GitHub - mdevana/ObjectTracking_in_2D_camera_images: This respository contains code that implements various computer vision algorithms for object tracking in 2D camera images

2D Feature Tracking in Camera Images for Sensor Fusion

Goal

The goal of this project is to build a collision detection system by tracking the features in a image. I have built the feature tracking part and implemented various detector / descriptor combinations and matching algorithms to see which ones perform best.

Introduction

The feature tracking project consists of four parts:

The Data Buffer: This consists of loading the images, setting up the data structure, and put everything into the data buffer.

Keypoint Detection: Integrate several keypoint detectors, such as HARRIS, FAST, BRISK, ORB, AKAZE, and SIFT, and compare them to each other based on the number of key points and speed.

Descriptor Extraction & Matching: Extract the descriptors and match them using the brute-force and FLANN approach.

Performance Evaluation: Compare and evaluate which combination of algorithms perform the best concerning performance measurement parameters.

Data Buffer Optimization (MP 1)

Since computer vision algorithms will be deployed in mobile hardware with limited resources, optimizing the amount of data held in memory is of significant importance.

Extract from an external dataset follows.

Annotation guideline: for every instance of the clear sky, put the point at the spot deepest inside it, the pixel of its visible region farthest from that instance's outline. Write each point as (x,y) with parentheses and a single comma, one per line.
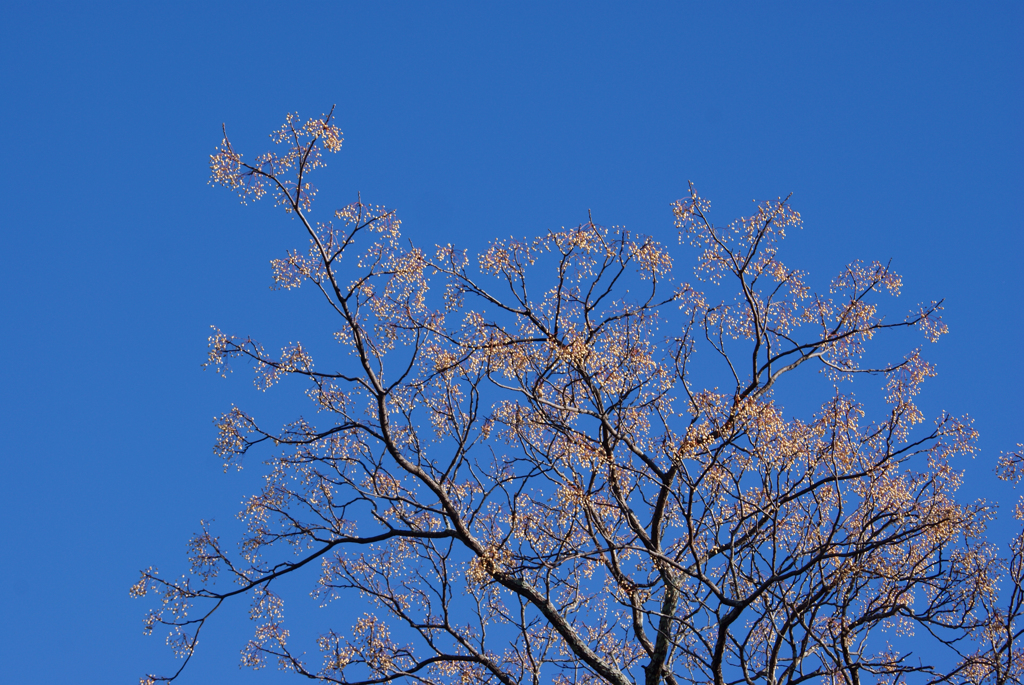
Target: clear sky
(896,126)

For this purpose, I have implemented a data buffer modeled based on Queue data structure. Here, the first image to enter will also leave first to accommodate next image and maintain a constant queue size, in this case 2.

        DataFrame frame;
        frame.cameraImg = imgGray;
        frame.imgName = imgFullFilename;
        if (dataBuffer.size() >= dataBufferSize){
            dataBuffer.erase(dataBuffer.begin());
        }
        dataBuffer.push_back(frame);

Keypoint Detection Algorithm Selection (MP 2)

The computer vision library provides various algorithms to detect keypoint in images. I have selected and tested the following algorithms. Harris, Shi-Tomasi, FAST, ORB, AKAZE and SIFT.

I have developed dual mode to run my program. If the variable is_single_run is set to true, then values set to the string det_type and des_type will be considered. If the value of is_single_run is false, then all combination of detection and descriptor types will used and performance analysis will be conducted. Please set the variable to true, if you want to use your own combination

    bool is_single_run = true;
    string det_type = "FAST"; // Detector Type
    string des_type = "ORB";// Descriptor Type

The string det_type and des_type are checked if their values matches anyone of the algorithms is implemented, and the corresponding call is made.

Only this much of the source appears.